From Discord to Equilibrium ...

The New York Times

“If the silver-throated mezzo-soprano Joyce DiDonato wants to sing glorious music by Purcell and Handel, I’m easy. Any old pretext will do. The pretext on Thursday at Carnegie Hall was “In War and Peace,” a well-traveled, predominantly Baroque program with the early-music band Il Pomo d’Oro, which has already been released on disc by Erato.

Ms. DiDonato has a lot on her mind, which she alluded to in a program note, a form letter stuffed into the booklet and a little talk at evening’s end. War and peace, all this made abundantly clear, are also to be taken metaphorically as emotional states in a journey from discord to harmony, from chaos to serenity …

Musically, for example, Handel’s sublime aria “Lascia ch’io pianga” (from “Rinaldo”) might seem peace itself to anyone unaware that its singer is being held captive by a sorceress. Happily, matters were somewhat clarified by projected titles and by heavy doses of theatricality — lighting effects, video backdrops, costume changes, even rudimentary dance (Manuel Palazzo) — with Ms. DiDonato listed as executive producer and Ralf Pleger as director …

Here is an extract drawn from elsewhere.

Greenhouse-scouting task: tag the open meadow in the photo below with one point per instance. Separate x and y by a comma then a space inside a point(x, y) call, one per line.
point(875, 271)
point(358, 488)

Ms. DiDonato’s burnished tone, especially in Purcell’s incomparably moving lament “When I am laid in earth” (from “Dido and Aeneas”), and blazing coloratura, especially in Niccolò Jommelli’s spitfire aria “Par che di giubilo” (from “Attilio Regolo”), carried most of the freight dramatically as well as musically. The Jommelli was repeated in part as an encore, and here the projected fireworks seemed just right.”